Già, ma come mai l'umore del presidente è cambiato dalla sera alla mattina? «Semplice», la risposta, «ho visto la corte attenta ad ascoltare le nostre istanze. L'ho vista pronta a recepire la nostra verità. Certe cose si leggono negli occhi. Sono fiducioso, la sentenza di primo grado non può che essere ribaltata. Ci ridaranno la serie B». Serie B o Lega Pro? «No, nessun compromesso. Rivogliamo la serie B. In questi mesi abbiamo lavorato tanto per ripristinare la verità dei fatti e gli sforzi vanno premiati con la conferma del risultato conquistato sul campo». Campitelli, poi, ha un pensiero per i tifosi, alcuni sono rimasti a Roma anche ieri. «Vanno ringraziati pubblicamente. Una manifestazione pacifica e bella, quella di giovedì. Questo è il calcio a Teramo: bambini e famiglie. Questo il calcio. E il secondo grado non può che ripristinare la verità di una comunità pulita». E Di Giuseppe? Il direttore sportivo sospeso? Che opinione si è fatto il presidente del suo operato emerso durante il dibattimento? «No, lasciamo perdere Di Giuseppe. So quanto sta soffrendo. E' stato importante per noi, ci ha aiutato a vincere nel corso degli anni. Non so se ha commesso degli errori. Se anche ci sono stati sono convinto che lo aiuteranno a crescere». E l'Ascoli ? «Io auguro all'Ascoli di vincere sul campo nella prossima stagione e assaporare il gusto bellissimo dei festeggiamenti per un traguardo raggiunto con le proprie forze. Come ha fatto il Teramo». Soddisfatto e sorridente il 59enne presidente biancorosso che spera di veder scritto il nome del Teramo al posto della Y nel calendario della serie B.

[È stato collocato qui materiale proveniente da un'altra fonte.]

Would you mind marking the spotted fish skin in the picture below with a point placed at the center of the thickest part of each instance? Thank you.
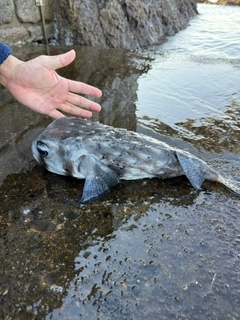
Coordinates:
(102, 155)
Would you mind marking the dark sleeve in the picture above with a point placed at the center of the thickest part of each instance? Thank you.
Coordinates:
(5, 51)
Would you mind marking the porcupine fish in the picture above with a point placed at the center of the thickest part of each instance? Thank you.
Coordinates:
(102, 155)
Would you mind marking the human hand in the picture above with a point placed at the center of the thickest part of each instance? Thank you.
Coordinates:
(36, 85)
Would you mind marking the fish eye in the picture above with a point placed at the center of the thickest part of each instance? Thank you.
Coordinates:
(42, 149)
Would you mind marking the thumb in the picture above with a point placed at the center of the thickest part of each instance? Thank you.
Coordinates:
(60, 60)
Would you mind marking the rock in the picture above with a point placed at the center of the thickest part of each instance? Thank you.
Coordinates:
(6, 12)
(229, 2)
(27, 11)
(121, 23)
(14, 35)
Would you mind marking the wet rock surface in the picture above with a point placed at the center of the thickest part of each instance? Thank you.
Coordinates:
(150, 247)
(125, 24)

Lo stesso auspicio dell'avvocato Vincenzo Cerulli Irelli: «La discussione è andata bene. Gli elementi dell'accusa sono stati chiaramente smontati. Meglio di così non poteva andare. Il Teramo riavrà la serie B, magari con qualche punto di penalizzazione. Ma sarà serie B, io sono fiducioso». Soddisfatto anche l'avvocato Eduardo Chiacchio: «La responsabilità diretta cadrà, questo è chiaro. Poi, per il calcolo dell'oggettiva non si potrà andare oltre un paio di punti. E quindi il Teramo ha tutte le carte in regola per riprendersi la B». (r.c.)